Was it normal for someone to carry their own cross to their crucifixion?

Crucifixion was used by Romans for punishing non-Romans from the end of the first century BC. By the time of Jesus, the regulations governing a crucifixion had become relatively standard in the Roman world. The following description is taken from Vassilios Tzaferis (1985), the archaeologist whose excavations in Jerusalem in 1968 discovered the only known physical remains (an ankle bone with a nail through it) of a victim of crucifixion.

Once a defendant was found guilty and was condemned to be crucified, the execution was supervised by an official known as the Carnifix Serarum. From the tribunal hall, the victim was taken outside, stripped, bound to a column and scourged. The scourging was done with either a stick or a flagellum, a Roman instrument with a short handle to which several long, thick thongs had been attached. On the ends of the leather thongs were lead or bone tips. Although the number of strokes imposed was not fixed, care was taken not to kill the victim. Following the beating, the horizontal beam was placed upon the condemned man’s shoulders, and he began the long, grueling march to the execution site, usually outside the city walls. A soldier at the head of the procession carried the titulus, an inscription written on wood, which stated the defendant’s name and the crime for which he had been condemned. Later, this titulus was fastened to the victim’s cross. When the procession arrived at the execution site, a vertical stake was fixed into the ground. … If the victim was attached by nails, he was laid on the ground, with his shoulders on the crossbeam.
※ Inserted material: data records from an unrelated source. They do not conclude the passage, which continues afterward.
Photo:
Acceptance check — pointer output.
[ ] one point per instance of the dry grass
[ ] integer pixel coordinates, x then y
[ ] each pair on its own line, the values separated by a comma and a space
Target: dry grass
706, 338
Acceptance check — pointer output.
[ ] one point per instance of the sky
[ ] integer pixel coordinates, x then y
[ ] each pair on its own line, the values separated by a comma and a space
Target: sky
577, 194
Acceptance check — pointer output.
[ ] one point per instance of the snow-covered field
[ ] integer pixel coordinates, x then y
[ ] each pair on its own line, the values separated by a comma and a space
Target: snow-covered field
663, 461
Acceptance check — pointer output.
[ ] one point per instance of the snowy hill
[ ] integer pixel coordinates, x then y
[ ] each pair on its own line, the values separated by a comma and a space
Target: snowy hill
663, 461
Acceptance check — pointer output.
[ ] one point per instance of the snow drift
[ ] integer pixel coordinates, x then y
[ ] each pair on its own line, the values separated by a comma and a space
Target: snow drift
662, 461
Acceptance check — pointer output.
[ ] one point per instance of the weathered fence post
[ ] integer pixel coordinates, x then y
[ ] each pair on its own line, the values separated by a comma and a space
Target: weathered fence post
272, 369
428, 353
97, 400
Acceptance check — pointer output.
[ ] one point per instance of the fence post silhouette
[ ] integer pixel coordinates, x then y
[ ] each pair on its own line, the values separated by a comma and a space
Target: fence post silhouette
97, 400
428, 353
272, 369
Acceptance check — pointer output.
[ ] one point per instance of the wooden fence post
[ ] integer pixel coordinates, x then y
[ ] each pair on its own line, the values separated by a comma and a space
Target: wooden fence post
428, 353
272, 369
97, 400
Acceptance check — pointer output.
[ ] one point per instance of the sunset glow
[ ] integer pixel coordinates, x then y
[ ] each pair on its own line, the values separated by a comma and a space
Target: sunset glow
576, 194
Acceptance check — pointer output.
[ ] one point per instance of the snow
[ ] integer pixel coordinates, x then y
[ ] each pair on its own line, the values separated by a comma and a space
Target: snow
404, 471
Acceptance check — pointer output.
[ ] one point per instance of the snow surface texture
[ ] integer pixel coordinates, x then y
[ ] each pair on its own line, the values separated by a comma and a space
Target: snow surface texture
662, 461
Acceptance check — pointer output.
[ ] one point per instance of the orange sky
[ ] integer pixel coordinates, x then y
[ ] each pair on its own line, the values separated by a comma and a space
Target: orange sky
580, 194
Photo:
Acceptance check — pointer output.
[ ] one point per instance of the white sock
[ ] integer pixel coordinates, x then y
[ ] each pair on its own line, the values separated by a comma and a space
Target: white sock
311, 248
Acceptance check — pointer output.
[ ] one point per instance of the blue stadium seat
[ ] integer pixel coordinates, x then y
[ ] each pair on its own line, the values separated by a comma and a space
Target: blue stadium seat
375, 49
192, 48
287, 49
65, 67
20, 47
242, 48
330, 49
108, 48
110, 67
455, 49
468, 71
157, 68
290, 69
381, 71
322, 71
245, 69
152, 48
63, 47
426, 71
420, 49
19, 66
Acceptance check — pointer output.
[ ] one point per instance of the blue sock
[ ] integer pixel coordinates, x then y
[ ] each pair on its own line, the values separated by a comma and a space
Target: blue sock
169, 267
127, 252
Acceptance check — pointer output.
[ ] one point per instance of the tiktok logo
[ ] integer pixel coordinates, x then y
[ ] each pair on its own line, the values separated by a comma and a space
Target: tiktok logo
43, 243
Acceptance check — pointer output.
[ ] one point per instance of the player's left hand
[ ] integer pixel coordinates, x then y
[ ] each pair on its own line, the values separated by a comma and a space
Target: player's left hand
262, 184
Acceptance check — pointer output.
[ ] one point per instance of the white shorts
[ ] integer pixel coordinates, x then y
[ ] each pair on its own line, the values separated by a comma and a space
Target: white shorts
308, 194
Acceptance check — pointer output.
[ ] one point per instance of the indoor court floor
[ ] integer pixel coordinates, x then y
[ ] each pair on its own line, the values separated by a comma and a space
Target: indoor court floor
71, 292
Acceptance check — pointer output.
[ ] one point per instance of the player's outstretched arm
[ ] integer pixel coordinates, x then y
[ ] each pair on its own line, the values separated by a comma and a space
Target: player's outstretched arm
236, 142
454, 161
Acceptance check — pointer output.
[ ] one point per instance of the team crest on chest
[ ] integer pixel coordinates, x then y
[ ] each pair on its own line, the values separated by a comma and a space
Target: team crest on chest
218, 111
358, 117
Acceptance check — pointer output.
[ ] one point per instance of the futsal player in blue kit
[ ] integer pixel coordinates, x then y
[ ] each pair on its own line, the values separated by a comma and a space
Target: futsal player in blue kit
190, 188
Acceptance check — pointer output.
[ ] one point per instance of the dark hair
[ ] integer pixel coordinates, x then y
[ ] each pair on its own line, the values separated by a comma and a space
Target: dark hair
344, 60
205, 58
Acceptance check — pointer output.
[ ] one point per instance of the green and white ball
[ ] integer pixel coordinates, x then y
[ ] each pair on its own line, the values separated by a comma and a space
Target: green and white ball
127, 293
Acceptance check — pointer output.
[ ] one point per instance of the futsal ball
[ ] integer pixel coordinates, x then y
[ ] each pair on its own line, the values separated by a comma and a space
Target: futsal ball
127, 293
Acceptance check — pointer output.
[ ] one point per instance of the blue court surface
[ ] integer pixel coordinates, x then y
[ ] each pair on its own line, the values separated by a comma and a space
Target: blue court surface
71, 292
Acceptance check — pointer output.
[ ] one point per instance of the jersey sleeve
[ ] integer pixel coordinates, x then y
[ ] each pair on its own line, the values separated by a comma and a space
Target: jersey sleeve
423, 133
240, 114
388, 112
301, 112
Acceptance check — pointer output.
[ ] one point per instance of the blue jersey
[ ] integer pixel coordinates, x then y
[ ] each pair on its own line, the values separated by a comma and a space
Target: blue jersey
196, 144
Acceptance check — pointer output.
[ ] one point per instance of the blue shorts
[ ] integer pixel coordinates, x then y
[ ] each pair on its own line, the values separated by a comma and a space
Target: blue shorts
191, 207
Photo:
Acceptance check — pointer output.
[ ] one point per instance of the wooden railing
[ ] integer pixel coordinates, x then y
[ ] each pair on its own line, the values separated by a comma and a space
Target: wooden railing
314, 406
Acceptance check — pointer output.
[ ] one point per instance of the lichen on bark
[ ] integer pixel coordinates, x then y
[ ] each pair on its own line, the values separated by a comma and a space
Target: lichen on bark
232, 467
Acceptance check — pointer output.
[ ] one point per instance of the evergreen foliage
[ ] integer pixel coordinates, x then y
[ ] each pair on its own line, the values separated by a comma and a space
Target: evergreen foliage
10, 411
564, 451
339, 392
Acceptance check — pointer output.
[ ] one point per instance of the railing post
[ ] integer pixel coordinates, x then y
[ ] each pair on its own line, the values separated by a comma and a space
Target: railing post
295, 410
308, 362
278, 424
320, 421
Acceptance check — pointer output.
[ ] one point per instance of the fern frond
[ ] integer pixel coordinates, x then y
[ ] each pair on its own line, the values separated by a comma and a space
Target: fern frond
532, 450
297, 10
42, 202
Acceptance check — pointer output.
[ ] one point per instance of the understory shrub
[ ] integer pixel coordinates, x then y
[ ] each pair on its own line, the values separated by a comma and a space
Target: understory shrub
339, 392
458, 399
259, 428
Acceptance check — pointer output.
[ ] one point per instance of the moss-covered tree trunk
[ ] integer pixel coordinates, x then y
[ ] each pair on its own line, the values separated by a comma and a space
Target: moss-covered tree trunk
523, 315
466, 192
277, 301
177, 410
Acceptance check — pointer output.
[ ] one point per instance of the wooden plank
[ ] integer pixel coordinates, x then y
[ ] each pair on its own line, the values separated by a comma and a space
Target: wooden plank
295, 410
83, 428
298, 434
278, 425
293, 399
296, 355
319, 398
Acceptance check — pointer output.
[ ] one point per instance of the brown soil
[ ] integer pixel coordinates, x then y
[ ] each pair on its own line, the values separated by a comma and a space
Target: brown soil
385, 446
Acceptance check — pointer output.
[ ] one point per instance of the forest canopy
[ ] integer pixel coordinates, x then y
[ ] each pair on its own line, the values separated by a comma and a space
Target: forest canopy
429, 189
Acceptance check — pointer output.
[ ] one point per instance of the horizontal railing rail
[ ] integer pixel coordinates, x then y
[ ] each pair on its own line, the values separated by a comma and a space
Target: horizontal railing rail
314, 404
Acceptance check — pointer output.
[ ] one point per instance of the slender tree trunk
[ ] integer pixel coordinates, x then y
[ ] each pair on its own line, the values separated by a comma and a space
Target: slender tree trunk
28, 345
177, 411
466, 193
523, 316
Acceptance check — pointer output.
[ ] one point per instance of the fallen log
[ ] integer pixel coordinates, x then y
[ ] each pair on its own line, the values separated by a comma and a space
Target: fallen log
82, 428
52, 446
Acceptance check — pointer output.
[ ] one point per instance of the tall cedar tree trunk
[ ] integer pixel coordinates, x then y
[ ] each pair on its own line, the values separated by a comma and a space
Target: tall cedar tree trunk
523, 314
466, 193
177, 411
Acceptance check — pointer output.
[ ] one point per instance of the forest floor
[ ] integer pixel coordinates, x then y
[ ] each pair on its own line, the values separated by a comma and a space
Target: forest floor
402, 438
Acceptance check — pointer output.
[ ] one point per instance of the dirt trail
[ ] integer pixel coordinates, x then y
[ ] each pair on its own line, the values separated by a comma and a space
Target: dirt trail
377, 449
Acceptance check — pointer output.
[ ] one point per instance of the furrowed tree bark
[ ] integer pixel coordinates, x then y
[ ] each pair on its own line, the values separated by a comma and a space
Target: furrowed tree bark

His arms were held out and nailed to the two ends of the crossbeam, which was then raised and fixed on top of the vertical beam. The victim’s feet were then nailed down against this vertical stake.

So someone carrying their own cross was the standard practice, and it would have been a relatively common sight in Jerusalem.

References

Tzaferiz, V. (1985) Crucifixion — the archaeological evidence. Biblical Archaeological Review, 11(1), 44-53.